The company announced June 2 that it had disposed of City Parkway, a three-building office project in Orange, allowing it to eliminate debt obligations that would have matured next year. The company is taking a $40 million write-off in the sale to an entity of the Abbey Co. of Long Beach.

The sale follows four others in Orange County since May 2008 with more expected to follow prompting one analyst to say Maguire is in “slow liquidation mode” of its 35-property portfolio.

“We expect more asset sales and give-backs vs. loan extensions. A number of portfolio assets are simply underwater, with limited near-term prospects,” wrote John Guinee of Stifel Nicolaus & Co. in a recent research note.

Robert Maguire, the real estate investment trust’s founder, was ousted last year as chief executive after making a poorly timed $3 billion portfolio purchase in 2007 from Blackstone Group LP. The portfolio included multiple Orange County buildings that had tenants in the subprime mortgage industry and which later went out of business.

However, Maguire Chief Executive Nelson Rising took issue with Guinee’s characterization of the company slowly liquidating, saying that since he replaced Maguire as CEO in May 2008 his focus has been liquidity, debt maturities and leasing properties.

“What we are trying to do is address those overall issues,” he said. “What happened with the macro forces certainly made it much more challenging and more difficult than I thought.”

Still, when the sales are completed the company could be left with a lean portfolio of mostly trophy assets in downtown Los Angeles, including the U.S. Bank Tower, Gas Co. Tower and Wells Fargo Center.

That may not be such a bad thing according to Guinee. “L.A. County is a strong market relative to others nationally, perhaps the strongest nationally,” he wrote in his research note.

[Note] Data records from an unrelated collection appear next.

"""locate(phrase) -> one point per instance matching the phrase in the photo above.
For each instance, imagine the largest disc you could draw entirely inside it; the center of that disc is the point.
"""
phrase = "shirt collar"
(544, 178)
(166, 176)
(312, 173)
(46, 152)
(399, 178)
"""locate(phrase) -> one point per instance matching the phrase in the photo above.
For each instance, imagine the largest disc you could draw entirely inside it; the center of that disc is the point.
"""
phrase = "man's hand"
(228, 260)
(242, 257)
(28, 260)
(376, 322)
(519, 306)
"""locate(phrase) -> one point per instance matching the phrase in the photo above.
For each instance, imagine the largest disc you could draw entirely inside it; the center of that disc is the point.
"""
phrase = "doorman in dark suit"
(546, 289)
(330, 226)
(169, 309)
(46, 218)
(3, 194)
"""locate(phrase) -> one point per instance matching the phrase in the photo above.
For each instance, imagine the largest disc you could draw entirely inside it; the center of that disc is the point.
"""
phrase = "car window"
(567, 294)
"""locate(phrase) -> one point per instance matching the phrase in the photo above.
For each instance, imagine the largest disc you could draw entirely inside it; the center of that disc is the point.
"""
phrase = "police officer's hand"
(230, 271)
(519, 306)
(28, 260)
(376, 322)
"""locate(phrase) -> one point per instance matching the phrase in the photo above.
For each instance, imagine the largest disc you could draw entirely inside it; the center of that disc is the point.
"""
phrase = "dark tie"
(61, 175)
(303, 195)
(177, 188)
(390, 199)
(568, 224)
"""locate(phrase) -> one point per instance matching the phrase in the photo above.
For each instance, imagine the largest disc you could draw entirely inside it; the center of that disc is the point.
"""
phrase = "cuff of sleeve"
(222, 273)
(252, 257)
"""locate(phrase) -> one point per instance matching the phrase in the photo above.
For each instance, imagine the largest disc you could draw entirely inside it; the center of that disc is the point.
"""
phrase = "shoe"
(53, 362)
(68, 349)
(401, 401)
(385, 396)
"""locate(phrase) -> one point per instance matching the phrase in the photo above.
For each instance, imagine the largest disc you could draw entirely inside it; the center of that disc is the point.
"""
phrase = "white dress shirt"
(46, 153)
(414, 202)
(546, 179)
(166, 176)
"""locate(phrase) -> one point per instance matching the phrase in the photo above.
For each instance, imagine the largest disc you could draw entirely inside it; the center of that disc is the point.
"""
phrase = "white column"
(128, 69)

Rising agreed, saying he was “very optimistic” about the future of downtown Los Angeles. “I look out my window and see the Convention Center hotel coming to reality, what’s happening with L.A. Live, what’s happening with the residential,” he said.

Maguire has closed a few significant leases in recent months, but the tough economy and battered commercial real estate market has hammered the company’s stock.

After reaching a low of 32 cents in March, shares have rebounded somewhat, closing at $1.09 on June 11. But that is just a fraction of the $27 price it topped at as late as February 2008. It reached an all-time high of $44.25 one year earlier.